Confesso que sentia inveja de seu nome. Parecia nome de artista. Essa inveja se estendia ao seu estilo de vida. Moça livre, criação européia, contrastando com a nossa, puramente provinciana. Com treze anos, ela anunciou que "deu". Fiquei boquiaberta. Como podia ter aquela coragem? Era uma verdadeira heroína na minha concepção.
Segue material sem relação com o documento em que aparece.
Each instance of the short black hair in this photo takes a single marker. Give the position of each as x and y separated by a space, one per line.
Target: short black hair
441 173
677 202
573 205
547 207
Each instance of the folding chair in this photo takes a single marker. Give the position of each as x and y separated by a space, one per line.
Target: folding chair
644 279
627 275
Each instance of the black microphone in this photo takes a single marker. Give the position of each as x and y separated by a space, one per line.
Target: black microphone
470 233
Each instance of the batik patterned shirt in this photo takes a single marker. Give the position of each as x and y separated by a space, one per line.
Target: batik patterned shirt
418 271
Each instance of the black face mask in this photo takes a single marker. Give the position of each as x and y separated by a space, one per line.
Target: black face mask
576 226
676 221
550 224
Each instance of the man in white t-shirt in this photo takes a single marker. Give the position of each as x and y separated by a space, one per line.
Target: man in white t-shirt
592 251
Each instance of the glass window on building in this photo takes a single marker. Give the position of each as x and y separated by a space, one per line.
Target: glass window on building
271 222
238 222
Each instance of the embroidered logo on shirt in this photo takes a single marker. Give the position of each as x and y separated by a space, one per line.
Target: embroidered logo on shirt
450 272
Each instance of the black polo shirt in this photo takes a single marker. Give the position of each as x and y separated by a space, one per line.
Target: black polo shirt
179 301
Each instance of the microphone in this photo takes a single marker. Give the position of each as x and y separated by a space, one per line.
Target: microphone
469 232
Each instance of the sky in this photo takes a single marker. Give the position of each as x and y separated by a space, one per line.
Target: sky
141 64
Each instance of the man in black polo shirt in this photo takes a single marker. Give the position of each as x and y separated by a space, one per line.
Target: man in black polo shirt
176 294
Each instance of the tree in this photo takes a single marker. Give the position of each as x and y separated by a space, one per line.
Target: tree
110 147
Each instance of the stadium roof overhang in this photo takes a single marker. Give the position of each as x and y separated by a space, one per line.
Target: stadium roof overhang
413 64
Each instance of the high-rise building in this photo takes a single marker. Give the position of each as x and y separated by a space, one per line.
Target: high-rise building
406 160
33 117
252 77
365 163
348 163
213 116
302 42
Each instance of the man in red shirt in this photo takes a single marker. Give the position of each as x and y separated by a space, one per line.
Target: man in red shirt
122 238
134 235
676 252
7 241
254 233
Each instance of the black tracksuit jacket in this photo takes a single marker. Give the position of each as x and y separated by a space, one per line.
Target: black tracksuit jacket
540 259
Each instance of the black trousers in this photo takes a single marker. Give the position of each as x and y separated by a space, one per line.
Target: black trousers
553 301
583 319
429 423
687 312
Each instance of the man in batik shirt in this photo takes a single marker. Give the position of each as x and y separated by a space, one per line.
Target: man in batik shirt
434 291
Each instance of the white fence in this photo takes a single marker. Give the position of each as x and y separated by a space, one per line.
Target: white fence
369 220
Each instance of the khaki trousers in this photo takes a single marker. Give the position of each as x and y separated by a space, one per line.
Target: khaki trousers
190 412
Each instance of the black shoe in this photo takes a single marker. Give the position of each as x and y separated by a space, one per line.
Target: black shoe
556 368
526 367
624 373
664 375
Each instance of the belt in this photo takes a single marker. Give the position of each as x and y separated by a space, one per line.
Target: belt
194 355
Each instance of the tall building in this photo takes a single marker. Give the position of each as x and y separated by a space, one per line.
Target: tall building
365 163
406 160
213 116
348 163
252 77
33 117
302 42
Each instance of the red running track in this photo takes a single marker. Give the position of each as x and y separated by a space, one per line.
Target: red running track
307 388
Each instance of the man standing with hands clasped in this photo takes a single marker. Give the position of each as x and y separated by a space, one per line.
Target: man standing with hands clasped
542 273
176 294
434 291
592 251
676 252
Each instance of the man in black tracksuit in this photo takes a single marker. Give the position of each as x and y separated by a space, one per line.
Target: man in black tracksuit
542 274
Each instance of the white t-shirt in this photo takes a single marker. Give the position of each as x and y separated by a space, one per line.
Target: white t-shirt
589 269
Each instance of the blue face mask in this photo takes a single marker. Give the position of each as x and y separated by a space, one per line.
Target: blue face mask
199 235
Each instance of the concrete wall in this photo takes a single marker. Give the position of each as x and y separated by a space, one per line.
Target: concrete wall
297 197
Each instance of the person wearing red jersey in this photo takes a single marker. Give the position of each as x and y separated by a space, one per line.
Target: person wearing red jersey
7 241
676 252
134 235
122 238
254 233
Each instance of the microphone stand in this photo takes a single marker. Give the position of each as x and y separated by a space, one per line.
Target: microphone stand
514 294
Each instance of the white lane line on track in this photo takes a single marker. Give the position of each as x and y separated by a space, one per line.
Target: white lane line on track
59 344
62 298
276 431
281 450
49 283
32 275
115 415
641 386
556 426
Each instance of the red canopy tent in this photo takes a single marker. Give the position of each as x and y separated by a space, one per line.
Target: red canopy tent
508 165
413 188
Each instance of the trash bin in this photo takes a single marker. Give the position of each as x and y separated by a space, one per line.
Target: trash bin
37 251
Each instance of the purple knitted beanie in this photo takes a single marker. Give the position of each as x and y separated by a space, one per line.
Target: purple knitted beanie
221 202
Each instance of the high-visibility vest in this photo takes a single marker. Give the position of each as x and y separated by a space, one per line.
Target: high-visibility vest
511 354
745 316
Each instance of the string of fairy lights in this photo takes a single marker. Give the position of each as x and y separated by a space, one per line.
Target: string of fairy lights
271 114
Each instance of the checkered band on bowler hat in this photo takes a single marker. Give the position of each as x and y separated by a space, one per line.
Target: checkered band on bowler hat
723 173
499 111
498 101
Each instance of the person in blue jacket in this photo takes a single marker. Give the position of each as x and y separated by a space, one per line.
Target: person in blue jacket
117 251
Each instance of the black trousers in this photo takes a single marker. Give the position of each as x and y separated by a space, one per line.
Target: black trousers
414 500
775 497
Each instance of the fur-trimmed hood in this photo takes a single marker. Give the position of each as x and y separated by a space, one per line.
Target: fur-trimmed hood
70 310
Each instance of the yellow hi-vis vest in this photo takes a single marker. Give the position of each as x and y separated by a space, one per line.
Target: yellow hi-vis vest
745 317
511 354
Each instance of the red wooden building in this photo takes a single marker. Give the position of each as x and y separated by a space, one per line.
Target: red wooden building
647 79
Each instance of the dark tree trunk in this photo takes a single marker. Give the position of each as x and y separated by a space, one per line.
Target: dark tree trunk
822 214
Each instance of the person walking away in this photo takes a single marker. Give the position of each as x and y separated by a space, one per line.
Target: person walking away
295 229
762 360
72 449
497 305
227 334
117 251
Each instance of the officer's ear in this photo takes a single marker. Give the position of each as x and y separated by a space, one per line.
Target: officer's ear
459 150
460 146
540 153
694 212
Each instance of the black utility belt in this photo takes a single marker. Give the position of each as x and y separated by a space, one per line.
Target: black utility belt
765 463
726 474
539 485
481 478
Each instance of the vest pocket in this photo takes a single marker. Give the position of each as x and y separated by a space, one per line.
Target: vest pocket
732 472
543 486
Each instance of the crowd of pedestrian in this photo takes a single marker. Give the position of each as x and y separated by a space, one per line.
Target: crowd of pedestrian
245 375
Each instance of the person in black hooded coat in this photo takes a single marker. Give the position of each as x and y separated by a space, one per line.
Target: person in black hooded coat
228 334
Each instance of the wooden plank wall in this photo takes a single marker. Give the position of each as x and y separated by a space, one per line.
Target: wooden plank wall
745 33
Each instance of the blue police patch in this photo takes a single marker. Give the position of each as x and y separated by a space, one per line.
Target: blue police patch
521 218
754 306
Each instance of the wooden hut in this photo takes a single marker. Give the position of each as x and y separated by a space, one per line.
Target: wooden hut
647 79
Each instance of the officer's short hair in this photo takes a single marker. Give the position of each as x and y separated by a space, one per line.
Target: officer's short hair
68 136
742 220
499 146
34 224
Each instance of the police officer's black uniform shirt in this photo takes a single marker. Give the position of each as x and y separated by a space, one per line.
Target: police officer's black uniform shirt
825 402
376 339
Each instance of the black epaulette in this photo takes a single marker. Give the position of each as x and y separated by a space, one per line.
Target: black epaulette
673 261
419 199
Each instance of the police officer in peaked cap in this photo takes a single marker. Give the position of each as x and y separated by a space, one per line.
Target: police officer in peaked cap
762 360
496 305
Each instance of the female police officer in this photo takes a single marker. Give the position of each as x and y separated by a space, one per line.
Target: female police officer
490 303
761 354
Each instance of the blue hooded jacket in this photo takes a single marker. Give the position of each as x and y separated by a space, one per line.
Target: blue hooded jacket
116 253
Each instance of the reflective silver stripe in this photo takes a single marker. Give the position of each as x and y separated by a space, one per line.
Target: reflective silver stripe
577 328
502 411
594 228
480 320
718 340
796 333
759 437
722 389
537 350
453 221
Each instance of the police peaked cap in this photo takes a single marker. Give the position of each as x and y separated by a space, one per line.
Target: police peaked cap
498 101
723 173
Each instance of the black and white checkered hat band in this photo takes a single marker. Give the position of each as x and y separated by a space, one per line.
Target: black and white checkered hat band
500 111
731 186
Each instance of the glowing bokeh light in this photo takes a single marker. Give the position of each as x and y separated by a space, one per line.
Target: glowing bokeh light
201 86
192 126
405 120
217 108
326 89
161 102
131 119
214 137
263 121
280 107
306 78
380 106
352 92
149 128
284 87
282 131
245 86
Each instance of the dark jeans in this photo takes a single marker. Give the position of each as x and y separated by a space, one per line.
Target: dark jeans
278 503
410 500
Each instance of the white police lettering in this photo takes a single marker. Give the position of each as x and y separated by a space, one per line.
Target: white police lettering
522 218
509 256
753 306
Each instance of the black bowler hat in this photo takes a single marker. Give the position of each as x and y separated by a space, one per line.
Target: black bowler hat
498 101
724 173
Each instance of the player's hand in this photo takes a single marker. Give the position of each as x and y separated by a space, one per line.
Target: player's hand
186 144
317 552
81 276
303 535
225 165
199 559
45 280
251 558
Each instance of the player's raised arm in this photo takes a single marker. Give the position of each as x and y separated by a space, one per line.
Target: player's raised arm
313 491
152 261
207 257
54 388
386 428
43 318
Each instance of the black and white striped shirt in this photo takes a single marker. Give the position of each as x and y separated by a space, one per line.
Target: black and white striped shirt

O pai, Jean Pierre, adorava promover festas para a garotada. O que mais aumentava o charme daquela família era a naturalidade com que viam os hábitos sociais. Nas festas, Jean Pierre colocava cigarros nas bandejas. Sabia que a turma fumava escondido nos banheiros. Que não fizessem isso escondido dele, ora!

Therese era a mãe de Marie. Não admitia ser chamada de senhora. Dizia: "Senhora está no céu!". Nas festas era ela quem preparava praticamente tudo e apenas os convites ficavam sob encargo meu e de Marie. Só convidávamos pessoas que pudessem abrilhantar as festas. Eram famosas na cidade as festas de Marie...

Em uma delas, meu atual companheiro, Leonardo, havia sido convidado. Ao chegar me apavorei. Na festa estava Beto, com aqueles olhos verdes, e eu apaixonadíssima. Pedi aos "comparsas" que dessem um jeito de despachar Leo para outra festa. Ele insistiu, era apaixonado por mim desde aquela época, vejam só. O pior de tudo é que ainda hoje lembra-se do episódio.

Tristeza era quando eu e Marie brigávamos e ela decidia dar festas para me desesperar. Eu ficava a noite inteira acordada na janela, ouvindo as músicas, as risadas e imaginando o que estaria ocorrendo. Quem estaria com quem... Que dor-de-cotovelo, nossa!

Um dia apareceu o Plínio, que sequer era conhecido na redondeza. Surgiu do nada, e antes do prazo previsto acabou com a nossa efervescência, com a nossa alegria, com a nossa festa. Levou Marie para morar com ele no Rio de Janeiro. Rapazinho medíocre, o Plínio. Nunca fui com a cara dele.

Ainda hoje, quando o vejo aqui em Niterói, com sua terceira esposa, finjo que não o conheço. Continua com a mesma cara. Aquela cara indecifrável...

Quanto a Marie, nunca mais. Ela atravessou a barca para sempre. Quisera saber por onde ela anda e ouvir suas histórias. Deve ser uma senhora bem moderna, assim como eu. Poderíamos formar uma dupla novamente, cheia de purpurina. Ah, tempo feliz!